Op 1 maart 2009 trad het ministerieel besluit van 3 februari 2009 tot invoering van een identificatieverplichting van metaalwederverkopers in werking. Dit besluit voorzag in een identificatieplicht voor de schroothandel en werd uitgevaardigd met de doelstelling de verkoop van gestolen metaal te ontraden en de politiediensten in staat te stellen de dieven en de helers te identificeren. In het besluit werd voorzien in een identificatiemogelijkheid, enerzijds door betaling via overschrijving of cheque of anderzijds door een kopie van de identiteitskaart.

Met het ministerieel besluit van 11 juni 2010 tot opheffing van het ministerieel besluit van 3 februari 2009 tot invoering van een identificatieverplichting van metaalwederverkopers werd deze recent ingevoerde identificatieplicht, ondanks het succes, na amper een jaar al opnieuw afgeschaft. Er werd geargumenteerd dat de maatregel genomen door het besluit van 3 februari 2009 evenredig moet zijn met de vastgestelde crisistoestand en daarom slechts een tijdelijk karakter mag hebben, vermits er aan een uitzonderlijke economische toestand tegemoet moet worden gekomen. Eveneens werd geargumenteerd dat met de afschaffing van de identificatieplicht ook aan de sector van de metaalwederverkopers buitengewone administratieve kosten worden bespaard die niet langer gerechtvaardigd zijn.

Graag kreeg ik een antwoord op de volgende vragen:

1) Kan de minister een overzicht geven van het aantal metaaldiefstallen bij de NMBS in 2009 alsook de voorlopige cijfers voor 2010, uitgesplitst per soort metaal?

2) Hoeveel percentage van de metaaldiefstallen hebben aanleiding gegeven tot een vertraging bij het spoor?
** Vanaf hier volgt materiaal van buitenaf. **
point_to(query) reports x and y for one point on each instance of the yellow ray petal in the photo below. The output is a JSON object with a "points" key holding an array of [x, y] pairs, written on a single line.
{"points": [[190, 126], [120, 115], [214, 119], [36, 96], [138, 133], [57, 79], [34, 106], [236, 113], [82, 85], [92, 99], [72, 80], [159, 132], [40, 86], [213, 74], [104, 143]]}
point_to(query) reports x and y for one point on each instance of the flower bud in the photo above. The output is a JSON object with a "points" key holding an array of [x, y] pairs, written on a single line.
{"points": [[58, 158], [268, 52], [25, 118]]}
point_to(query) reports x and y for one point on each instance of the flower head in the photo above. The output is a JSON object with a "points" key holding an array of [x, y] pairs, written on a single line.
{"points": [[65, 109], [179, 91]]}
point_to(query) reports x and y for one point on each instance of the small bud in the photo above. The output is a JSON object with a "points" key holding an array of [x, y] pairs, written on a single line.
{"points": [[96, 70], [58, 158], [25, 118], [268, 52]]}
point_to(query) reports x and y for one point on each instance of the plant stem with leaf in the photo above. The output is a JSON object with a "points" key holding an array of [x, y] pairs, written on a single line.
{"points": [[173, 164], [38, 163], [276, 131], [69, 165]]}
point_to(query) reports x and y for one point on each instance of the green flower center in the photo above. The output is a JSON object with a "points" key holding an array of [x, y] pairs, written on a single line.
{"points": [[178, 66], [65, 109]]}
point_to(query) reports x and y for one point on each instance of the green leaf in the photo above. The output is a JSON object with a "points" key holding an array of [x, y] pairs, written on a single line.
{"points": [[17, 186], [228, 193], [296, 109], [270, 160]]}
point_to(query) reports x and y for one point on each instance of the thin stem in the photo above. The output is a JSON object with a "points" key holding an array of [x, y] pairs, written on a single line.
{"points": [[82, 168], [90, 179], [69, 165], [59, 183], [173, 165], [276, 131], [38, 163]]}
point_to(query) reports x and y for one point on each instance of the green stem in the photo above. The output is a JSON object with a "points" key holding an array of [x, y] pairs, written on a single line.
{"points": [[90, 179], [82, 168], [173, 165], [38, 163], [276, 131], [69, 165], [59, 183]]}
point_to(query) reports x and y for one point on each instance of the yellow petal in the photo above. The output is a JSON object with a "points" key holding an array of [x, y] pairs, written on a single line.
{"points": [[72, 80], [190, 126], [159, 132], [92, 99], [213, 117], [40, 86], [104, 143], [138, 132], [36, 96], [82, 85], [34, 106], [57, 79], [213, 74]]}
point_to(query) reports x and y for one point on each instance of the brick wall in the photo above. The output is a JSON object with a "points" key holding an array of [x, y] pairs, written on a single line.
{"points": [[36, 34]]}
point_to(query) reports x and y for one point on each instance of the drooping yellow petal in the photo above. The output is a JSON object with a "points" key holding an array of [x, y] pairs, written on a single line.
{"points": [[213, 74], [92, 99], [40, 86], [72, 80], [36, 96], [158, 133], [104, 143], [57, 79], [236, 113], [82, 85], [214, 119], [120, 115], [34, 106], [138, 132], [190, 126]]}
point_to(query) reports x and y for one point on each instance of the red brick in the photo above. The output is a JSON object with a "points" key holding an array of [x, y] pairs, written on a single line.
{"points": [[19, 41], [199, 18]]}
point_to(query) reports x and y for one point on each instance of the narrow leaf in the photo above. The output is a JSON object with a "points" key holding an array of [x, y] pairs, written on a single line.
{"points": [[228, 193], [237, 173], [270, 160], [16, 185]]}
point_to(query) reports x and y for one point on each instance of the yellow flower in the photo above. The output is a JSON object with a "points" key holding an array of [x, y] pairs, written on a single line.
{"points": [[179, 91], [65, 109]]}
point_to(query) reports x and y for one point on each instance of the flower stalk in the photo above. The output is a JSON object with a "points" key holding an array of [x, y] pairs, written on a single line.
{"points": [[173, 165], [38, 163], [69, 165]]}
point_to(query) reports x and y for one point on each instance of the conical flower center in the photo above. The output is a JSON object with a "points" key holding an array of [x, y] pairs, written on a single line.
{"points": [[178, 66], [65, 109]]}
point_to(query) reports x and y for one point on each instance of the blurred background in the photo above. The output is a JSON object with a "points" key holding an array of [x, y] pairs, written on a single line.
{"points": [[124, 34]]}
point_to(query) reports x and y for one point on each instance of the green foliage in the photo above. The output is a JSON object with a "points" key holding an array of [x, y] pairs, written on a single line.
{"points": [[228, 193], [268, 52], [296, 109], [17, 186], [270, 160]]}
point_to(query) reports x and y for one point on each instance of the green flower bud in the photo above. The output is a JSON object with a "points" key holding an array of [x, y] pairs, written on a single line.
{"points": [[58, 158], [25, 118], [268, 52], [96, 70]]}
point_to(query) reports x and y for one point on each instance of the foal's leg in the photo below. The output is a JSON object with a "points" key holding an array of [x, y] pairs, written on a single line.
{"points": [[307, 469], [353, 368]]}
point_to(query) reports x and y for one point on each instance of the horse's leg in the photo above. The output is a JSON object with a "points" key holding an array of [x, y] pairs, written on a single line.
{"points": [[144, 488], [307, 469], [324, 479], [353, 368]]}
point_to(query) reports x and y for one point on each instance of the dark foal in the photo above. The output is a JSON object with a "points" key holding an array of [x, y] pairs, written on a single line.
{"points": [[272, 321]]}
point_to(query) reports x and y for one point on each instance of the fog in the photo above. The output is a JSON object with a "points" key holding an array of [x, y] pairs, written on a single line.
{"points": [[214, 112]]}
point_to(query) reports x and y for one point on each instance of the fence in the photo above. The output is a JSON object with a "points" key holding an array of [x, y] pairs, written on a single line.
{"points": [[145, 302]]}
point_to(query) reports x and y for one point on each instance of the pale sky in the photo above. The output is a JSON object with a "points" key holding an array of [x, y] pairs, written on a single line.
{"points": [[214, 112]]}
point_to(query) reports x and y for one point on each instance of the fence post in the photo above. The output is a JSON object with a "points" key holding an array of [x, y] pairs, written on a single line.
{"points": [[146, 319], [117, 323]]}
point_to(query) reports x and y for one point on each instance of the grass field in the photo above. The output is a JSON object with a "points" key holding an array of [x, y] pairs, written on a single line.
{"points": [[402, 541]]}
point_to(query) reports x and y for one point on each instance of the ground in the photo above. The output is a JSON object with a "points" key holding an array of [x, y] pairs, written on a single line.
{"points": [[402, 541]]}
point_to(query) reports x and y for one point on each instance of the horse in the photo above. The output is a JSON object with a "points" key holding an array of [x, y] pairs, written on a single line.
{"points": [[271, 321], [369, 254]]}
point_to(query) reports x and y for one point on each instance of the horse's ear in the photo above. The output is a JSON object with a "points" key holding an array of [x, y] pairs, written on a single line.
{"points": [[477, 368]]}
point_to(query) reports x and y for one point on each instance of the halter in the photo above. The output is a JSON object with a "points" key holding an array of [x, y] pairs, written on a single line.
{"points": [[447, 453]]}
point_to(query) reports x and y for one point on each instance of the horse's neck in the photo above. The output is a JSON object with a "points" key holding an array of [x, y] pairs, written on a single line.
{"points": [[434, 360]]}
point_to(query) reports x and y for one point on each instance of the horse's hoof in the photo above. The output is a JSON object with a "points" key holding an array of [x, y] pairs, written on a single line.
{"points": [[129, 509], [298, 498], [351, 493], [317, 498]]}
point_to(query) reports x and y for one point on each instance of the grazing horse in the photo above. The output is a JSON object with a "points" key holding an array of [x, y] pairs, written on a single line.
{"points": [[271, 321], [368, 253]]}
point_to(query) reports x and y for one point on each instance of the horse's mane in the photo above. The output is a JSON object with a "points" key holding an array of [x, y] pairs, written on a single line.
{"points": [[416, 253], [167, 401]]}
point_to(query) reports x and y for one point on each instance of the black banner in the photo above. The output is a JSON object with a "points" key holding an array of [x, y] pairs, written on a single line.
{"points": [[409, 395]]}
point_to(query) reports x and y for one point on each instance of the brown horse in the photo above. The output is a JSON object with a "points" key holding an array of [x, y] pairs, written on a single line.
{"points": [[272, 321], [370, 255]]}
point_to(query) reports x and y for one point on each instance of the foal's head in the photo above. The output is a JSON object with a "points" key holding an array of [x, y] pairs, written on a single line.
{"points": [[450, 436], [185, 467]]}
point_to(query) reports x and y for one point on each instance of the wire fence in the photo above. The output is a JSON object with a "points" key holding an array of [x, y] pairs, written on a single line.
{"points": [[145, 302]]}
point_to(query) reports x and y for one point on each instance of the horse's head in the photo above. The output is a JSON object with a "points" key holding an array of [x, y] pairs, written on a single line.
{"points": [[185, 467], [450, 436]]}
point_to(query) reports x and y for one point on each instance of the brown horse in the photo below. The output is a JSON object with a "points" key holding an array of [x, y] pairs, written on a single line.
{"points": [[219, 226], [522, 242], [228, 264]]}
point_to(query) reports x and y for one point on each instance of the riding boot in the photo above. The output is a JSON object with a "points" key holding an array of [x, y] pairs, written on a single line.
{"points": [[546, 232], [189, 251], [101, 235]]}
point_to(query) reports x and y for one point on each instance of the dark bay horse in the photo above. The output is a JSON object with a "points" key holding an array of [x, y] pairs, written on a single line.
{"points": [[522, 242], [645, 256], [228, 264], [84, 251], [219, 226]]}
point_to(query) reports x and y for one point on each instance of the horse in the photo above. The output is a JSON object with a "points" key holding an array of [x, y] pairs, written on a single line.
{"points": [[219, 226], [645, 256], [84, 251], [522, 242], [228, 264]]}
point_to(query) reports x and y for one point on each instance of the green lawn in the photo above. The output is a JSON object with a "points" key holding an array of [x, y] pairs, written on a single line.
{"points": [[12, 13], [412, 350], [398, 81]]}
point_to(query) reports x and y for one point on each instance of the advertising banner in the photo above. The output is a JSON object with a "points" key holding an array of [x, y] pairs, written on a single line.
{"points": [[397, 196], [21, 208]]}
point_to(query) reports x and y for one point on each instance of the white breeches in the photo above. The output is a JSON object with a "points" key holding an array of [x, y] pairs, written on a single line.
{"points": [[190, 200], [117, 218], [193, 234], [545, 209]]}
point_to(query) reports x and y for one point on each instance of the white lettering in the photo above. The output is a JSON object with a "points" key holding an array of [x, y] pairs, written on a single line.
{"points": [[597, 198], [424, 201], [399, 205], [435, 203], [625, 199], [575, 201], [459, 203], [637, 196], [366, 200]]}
Hoeveel bedraagt die totale vertraging?

3) Hoeveel veiligheidsincidenten met het onderhoudspersoneel bij het spoor kunnen rechtstreeks of onrechtstreeks toegewezen worden aan metaaldiefstal?

4) Welke totale economische waarde vertegenwoordigt deze vorm van criminaliteit?
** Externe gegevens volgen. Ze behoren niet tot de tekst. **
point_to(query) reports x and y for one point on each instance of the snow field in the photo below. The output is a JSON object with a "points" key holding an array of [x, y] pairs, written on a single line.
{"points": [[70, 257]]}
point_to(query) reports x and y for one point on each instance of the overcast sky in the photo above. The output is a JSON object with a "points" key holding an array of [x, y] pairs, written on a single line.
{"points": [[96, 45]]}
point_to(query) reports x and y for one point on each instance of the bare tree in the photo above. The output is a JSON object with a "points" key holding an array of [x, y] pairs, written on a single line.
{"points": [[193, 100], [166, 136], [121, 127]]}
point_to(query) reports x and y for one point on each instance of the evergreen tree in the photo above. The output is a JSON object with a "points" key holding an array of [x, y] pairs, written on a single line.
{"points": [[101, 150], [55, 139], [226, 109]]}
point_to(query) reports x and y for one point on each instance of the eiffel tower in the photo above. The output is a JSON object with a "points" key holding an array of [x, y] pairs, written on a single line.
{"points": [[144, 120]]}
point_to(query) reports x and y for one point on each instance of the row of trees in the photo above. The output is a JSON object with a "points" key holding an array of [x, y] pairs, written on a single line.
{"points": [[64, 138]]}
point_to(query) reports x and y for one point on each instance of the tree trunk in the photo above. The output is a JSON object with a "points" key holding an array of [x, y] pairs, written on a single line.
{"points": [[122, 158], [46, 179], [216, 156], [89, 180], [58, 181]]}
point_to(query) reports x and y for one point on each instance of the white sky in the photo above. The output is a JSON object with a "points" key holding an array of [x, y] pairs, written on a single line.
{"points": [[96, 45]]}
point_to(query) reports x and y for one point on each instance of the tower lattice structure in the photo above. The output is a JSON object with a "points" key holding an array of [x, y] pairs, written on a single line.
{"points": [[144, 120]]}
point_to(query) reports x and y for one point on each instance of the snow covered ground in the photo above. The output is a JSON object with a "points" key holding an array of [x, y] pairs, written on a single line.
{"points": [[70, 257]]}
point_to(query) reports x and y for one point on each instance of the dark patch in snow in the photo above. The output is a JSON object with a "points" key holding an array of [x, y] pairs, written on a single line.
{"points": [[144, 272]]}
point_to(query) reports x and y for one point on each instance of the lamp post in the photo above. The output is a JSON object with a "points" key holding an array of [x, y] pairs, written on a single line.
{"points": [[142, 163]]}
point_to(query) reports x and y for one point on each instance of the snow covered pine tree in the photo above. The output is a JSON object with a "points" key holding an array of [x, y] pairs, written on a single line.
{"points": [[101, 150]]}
5) Merkt zij een positieve invloed van de in 2009 ingevoerde identificatieplicht voor de metaalwederverkopers?

6) Wat is de invloed van de grondstofprijzen op deze vorm van criminaliteit op de cijfers van 2009 en 2010?
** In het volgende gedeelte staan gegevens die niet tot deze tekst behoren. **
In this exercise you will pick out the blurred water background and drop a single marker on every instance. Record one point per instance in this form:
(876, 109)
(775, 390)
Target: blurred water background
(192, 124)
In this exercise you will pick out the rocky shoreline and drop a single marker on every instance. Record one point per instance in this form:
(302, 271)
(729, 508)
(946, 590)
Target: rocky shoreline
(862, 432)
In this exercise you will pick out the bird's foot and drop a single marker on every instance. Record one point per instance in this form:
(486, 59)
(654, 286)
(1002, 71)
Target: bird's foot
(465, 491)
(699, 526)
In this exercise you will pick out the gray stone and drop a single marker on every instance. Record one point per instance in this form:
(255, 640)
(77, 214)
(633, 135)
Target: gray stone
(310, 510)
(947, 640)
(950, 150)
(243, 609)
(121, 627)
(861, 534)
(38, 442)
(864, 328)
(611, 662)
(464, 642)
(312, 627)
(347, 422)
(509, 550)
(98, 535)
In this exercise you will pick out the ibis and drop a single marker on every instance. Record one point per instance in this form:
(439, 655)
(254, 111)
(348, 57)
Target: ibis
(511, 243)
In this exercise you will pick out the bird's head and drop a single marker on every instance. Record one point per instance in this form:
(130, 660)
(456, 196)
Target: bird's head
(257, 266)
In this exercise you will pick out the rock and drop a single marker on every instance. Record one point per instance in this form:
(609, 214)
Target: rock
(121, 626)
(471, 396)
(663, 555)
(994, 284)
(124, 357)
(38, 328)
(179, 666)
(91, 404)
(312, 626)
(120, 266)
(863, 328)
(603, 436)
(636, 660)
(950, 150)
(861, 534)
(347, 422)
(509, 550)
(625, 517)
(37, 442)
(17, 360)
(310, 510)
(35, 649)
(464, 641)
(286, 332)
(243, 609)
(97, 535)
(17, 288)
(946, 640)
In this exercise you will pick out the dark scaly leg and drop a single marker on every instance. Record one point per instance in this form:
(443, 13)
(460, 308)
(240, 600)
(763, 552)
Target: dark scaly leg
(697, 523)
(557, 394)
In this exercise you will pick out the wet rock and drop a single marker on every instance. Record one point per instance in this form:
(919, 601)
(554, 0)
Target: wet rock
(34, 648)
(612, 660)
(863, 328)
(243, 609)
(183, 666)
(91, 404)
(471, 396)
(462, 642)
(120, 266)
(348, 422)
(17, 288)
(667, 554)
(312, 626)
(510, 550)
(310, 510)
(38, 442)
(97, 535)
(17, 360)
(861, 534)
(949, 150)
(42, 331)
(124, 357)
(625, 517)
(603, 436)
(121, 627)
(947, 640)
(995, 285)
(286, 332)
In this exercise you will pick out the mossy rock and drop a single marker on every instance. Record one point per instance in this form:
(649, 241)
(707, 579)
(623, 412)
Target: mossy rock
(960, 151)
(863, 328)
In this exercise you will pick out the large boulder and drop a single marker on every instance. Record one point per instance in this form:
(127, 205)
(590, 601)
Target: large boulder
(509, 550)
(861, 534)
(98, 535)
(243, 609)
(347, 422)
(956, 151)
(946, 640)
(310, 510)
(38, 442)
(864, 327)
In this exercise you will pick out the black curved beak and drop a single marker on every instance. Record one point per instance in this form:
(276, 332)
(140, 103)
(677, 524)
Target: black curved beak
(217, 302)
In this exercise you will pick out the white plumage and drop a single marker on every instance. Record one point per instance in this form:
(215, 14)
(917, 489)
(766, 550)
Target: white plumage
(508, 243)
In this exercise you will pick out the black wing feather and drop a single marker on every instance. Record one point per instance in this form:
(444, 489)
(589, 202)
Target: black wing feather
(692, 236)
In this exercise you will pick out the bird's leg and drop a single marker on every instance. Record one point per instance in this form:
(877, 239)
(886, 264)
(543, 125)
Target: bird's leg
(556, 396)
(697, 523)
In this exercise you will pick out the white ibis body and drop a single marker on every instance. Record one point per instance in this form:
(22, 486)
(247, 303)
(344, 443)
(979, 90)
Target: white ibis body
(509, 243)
7) Hoe staat zij tegenover de herinvoering van de identificatieplicht voor de metaalwederverkopers?

 
Réponse reçue le 21 septembre 2012 : Antwoord ontvangen op 21 september 2012 :

Je prie l'honorable membre de bien vouloir se référer à la réponse communiquée à la Chambre des Représentants à la question écrite n° 62 (QRVA 53 058 pages 330 à 332).

Ik heb de eer het geachte lid te verwijzen naar het antwoord medegedeeld in de Kamer van Volksvertegenwoordigers op de schriftelijke vraag nr. 62 (QRVA 53 058 bladzijden 330 tot 332).